Understanding your jet’s hangar costs involves more than just knowing the rent for the space where your aircraft is stored. While it might seem straightforward, hangar costs are influenced by factors such as airport location, space requirements, and whether you choose to lease, rent, or own the facility. Additionally, there are hidden costs related to utilities, maintenance, and potential insurance needs, especially if you have multiple aircraft. Understanding these complexities ensures you can effectively manage and budget for your jet’s hangar costs while optimizing your aviation operations.
When thinking of the major fixed costs associated with aircraft ownership, hangar costs seem simple at first glance, but have many nuances…
We all understand that the hangar is the location at the aircraft’s home base where the plane is stored. Since we’re looking at turbine-powered business aircraft, this is almost always a closed building, often containing some office space for the flight operations and a waiting area for passengers.
The cost of such a facility is related to the amount of space you need. The simple fact is that larger aircraft require greater space, and thus the cost is higher to hangar them. But that’s where the simplicity of hangar costs end…
When comparing hangar costs, there are other factors that you should consider, such as the airport location, the method of acquisition (are you looking to lease or own the hangar?), and various other extenuating circumstances.
The Cost of Business Aircraft Hangar Location
A hangar is real estate and is therefore all about location, location, location! Popular airports located in or close to major metropolitan areas have limited space relative to their high demand.
At the airline hubs, for example, General Aviation is allocated very little room and often has limited transient parking, so many areas have General Aviation airports located separately from the airline hubs. But because of the convenience of these locations, they are in high demand, driving up your jet’s hangar costs.
Given the transient traffic, these airports often have several major FBO operators offering overnight ramp and hangar space, which can limit the options for home-basing of aircraft. Further adding to demand for hangar space is the desirability of the maintenance facilities that are located there.

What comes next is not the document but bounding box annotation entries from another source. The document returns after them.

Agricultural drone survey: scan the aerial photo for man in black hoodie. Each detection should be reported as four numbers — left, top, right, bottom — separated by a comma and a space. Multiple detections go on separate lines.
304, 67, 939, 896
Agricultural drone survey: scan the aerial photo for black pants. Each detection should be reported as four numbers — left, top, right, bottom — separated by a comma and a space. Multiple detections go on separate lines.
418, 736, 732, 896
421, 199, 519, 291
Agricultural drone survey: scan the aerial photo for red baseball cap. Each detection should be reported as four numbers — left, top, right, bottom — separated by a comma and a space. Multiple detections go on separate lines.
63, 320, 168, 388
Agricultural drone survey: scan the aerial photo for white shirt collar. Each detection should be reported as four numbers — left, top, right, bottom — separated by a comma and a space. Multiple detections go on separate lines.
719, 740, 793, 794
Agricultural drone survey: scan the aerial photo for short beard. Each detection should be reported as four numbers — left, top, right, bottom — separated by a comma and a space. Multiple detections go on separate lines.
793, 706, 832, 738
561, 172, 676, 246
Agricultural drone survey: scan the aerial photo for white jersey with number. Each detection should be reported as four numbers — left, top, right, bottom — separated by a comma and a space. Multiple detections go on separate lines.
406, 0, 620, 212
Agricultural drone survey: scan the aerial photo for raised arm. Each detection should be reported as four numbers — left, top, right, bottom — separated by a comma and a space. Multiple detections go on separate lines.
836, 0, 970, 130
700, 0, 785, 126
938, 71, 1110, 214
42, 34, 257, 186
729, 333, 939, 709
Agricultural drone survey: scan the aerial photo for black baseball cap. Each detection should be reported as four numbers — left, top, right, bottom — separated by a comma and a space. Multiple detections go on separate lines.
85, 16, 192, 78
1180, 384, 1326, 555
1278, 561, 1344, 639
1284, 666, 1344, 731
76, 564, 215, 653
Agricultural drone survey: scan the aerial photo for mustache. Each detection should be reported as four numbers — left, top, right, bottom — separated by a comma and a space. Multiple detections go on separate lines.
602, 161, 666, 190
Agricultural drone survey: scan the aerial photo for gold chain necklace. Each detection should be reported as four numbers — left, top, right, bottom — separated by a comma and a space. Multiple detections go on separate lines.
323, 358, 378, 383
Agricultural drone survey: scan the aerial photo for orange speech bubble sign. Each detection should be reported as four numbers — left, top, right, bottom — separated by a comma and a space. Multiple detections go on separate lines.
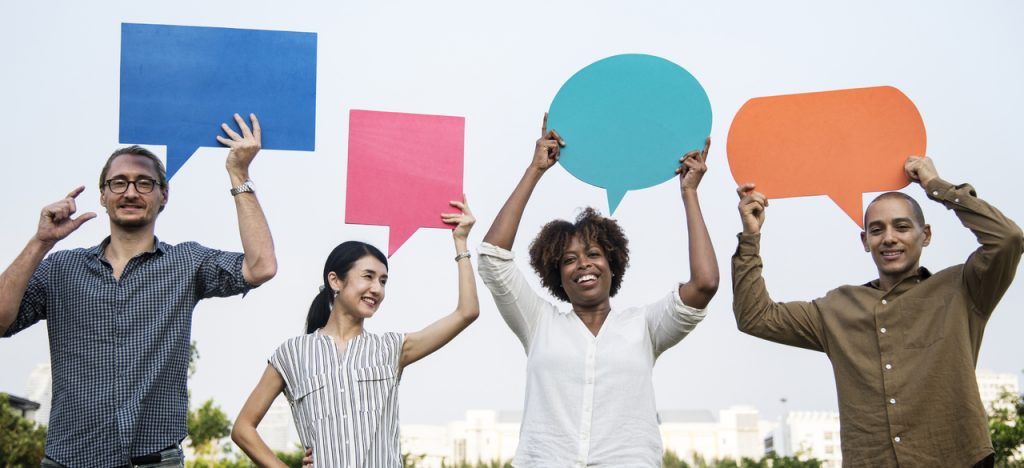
726, 86, 926, 228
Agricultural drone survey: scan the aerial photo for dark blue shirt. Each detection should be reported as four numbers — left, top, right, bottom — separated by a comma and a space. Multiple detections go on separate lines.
5, 238, 252, 467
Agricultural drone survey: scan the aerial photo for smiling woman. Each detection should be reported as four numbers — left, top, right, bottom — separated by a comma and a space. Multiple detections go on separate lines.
231, 197, 479, 467
479, 112, 718, 467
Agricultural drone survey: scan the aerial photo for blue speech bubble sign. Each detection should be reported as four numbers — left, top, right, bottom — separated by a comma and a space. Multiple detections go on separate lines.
548, 54, 712, 213
120, 24, 316, 178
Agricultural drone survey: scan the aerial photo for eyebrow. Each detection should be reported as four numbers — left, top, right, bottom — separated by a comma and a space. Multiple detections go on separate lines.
867, 217, 916, 227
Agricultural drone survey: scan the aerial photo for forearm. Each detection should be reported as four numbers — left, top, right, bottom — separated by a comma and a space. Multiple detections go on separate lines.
926, 177, 1024, 315
0, 238, 54, 336
455, 239, 480, 326
924, 177, 1022, 251
732, 235, 825, 351
231, 421, 288, 468
230, 181, 278, 286
483, 166, 544, 250
680, 189, 719, 308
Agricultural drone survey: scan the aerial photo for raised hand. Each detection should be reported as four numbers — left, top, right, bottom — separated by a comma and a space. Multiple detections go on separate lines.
736, 183, 768, 233
903, 156, 939, 187
36, 186, 96, 244
217, 114, 262, 174
676, 136, 711, 190
441, 194, 476, 241
532, 113, 565, 172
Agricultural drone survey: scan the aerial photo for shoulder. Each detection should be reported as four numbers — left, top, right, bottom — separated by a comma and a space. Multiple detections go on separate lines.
364, 332, 406, 349
273, 333, 317, 358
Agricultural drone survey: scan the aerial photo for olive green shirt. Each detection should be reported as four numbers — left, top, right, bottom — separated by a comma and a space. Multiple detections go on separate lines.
732, 178, 1024, 467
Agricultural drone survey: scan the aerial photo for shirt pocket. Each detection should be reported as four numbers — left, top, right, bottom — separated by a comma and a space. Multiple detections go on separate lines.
900, 297, 950, 349
352, 366, 395, 411
292, 374, 333, 423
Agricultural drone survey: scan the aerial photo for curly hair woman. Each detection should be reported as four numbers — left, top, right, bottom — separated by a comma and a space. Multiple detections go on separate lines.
479, 116, 719, 467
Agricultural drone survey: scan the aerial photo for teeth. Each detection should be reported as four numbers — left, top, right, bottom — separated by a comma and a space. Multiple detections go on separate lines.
577, 274, 597, 283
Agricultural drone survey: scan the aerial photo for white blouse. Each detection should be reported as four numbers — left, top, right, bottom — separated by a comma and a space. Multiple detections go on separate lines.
270, 330, 404, 468
478, 243, 707, 467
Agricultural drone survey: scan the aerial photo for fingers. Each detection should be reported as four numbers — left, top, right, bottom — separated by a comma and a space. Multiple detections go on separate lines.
249, 114, 263, 143
551, 129, 565, 146
66, 185, 85, 200
234, 113, 253, 138
71, 211, 96, 229
449, 194, 473, 215
736, 182, 757, 200
217, 121, 242, 142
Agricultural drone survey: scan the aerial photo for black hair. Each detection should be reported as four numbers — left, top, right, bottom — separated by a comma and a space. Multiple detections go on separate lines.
306, 241, 387, 333
529, 207, 630, 302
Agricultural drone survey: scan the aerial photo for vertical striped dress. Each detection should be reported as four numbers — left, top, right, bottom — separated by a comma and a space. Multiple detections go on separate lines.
270, 325, 404, 468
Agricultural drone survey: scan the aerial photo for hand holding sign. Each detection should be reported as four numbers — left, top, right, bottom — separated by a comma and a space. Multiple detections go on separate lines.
727, 86, 925, 227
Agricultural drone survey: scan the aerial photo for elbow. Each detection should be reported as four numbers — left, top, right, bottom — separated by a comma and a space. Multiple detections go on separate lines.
249, 259, 278, 286
459, 305, 480, 325
696, 276, 718, 299
231, 421, 256, 451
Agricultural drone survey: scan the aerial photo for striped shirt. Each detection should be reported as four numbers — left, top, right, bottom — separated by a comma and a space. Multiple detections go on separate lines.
270, 325, 404, 468
5, 238, 251, 467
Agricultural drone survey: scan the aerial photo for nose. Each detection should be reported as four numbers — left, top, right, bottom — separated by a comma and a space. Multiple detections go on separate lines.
882, 228, 896, 244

The surrounding communities are usually built up around these airports leaving little- to-no room to expand land operations. Thus, this category of airport commands the highest hangar fees.
Operators whose budget cannot stretch to the cost of hangaring at one of these locations should look at airport locations that are further away but still offer convenient access.

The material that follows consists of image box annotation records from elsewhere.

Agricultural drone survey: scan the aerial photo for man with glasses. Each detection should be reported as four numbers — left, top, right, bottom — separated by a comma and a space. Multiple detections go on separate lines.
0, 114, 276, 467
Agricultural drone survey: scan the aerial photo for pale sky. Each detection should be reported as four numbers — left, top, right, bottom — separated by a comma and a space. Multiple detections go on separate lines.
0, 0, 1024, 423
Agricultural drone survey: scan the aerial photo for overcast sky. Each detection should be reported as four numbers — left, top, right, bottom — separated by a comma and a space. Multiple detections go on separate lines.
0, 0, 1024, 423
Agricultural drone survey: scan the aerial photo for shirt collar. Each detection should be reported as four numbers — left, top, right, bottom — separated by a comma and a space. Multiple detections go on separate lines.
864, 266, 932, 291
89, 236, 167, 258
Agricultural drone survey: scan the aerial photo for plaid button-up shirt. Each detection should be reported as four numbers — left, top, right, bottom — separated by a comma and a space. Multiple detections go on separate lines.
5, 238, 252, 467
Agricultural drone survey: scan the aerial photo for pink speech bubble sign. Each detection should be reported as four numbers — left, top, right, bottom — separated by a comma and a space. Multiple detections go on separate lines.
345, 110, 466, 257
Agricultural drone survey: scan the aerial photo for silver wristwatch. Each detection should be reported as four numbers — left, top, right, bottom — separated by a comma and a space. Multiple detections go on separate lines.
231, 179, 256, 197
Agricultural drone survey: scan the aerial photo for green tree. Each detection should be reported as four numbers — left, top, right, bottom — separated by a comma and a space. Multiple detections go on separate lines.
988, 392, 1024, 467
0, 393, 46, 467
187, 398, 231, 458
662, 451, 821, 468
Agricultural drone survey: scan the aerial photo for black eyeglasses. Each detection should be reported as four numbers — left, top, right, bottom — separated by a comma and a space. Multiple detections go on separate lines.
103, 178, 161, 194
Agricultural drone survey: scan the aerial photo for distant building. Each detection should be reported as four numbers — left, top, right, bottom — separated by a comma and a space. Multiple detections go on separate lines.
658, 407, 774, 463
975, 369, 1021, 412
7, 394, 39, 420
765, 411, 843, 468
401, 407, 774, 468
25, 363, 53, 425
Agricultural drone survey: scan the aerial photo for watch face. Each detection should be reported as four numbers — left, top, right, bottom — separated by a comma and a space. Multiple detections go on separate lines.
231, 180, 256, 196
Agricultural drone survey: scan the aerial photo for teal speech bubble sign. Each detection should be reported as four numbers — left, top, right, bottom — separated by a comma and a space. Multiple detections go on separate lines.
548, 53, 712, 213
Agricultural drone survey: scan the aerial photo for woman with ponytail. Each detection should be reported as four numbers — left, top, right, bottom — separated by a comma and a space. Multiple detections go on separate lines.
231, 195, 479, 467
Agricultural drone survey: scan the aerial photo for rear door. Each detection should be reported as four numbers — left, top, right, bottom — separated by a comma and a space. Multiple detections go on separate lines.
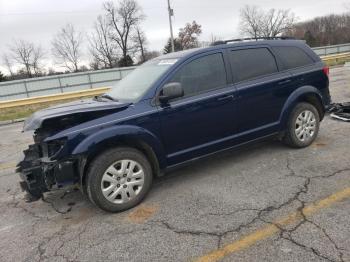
228, 46, 291, 135
159, 51, 236, 165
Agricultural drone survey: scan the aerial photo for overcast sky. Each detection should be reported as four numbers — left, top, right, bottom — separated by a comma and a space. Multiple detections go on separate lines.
0, 0, 348, 72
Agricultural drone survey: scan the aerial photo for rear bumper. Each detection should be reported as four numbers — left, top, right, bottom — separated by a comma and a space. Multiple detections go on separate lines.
16, 144, 79, 199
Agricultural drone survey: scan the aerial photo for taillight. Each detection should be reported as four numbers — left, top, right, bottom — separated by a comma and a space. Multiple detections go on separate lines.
323, 66, 329, 77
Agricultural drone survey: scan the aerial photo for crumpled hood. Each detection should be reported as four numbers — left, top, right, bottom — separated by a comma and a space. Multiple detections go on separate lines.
23, 99, 130, 131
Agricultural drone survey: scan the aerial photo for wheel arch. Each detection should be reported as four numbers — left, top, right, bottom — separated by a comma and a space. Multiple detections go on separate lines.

Business Aircraft Hangars: Buy or Lease?
Another differentiation in evaluating hangar costs is leasing, renting or buying. Many airports are owned by their local municipalities or airport authorities. Land at these airports may not be available for private ownership unless the airport is actively seeking development.
It is common for the airport authority to lease the land to be developed, which may enable you to build your own hangar on the leased land. Thus, you may have a land-lease to budget for in addition to the mortgage expense for the building.
A significant part of owning your own hangar includes budgeting for utilities, tax, airport fees, and the maintenance and upkeep of the building.
For those who own their hangar, it may be possible to have their own fuel storage farm, too. Buying your own fuel in bulk may save some costs, ultimately. On the flipside, however, this can also confuse your calculation/budget for the variable cost of fuel.
The cost of running your fuel farm (including storage tanks, fuel truck, and refueling employees) would likely be a fixed cost, while the cost per gallon of fuel purchased in bulk is the variable cost. When an operator says they pay $2.50 per gallon for fuel at home, is that the total cost of getting the fuel into the aircraft?
Another way is to lease hangar space from an FBO or Management Company. This space may be shared with other operator’s aircraft. While this reduces the total rent, it also adds ground handling risk in that your aircraft is being moved to allow other aircraft to enter and exit the hangar.
If you have a managed aircraft, the hangar expenses should be clearly defined in your agreement as to what is included and what will be billed separately. And be sure to work with your insurance broker to review the coverages of your aircraft on the ground, for both the hull and liability.
Who assumes liability for “hangar rash” if your aircraft is damaged while towing it into or out of the hangar, for example? What about in a worst case scenario? In February 2010 a massive snowstorm caused three hangar roofs to collapse at Dulles Jet Center in Washington, DC, and three global business jets were among the 14 aircraft to be significantly damaged. Though extremely rare, insurance needs to be in place to cover the potential losses.
Multi-Aircraft Hangar Costs
The last consideration in hangar costing is for the multi-aircraft operator. If you have a single hangar with multiple aircraft, how do you allocate the costs? If the aircraft are of the same make and model, the cost can be divided equally. But if, for example, if you have a single-engine Light Jet, a twin-engine Mid-Size Jet and a Large Cabin Jet, allocating one-third of the hangar cost to each (especially if a fuel farm is incorporated) is not correct.
One way is to allocate the cost by the approximate square footage of hangar allocated to each aircraft – but that calculation becomes rather more complex when a fuel farm is installed and fuel usage is included.
In the aviation department budget, ‘hangar cost’ is often a single line item. But as we’ve demonstrated, calculating this item often involves the consideration and allocation of costs.
Nevertheless, unless you move often, this calculation is likely to be more of a one-time exercise with the setting up of the appropriate cost categories.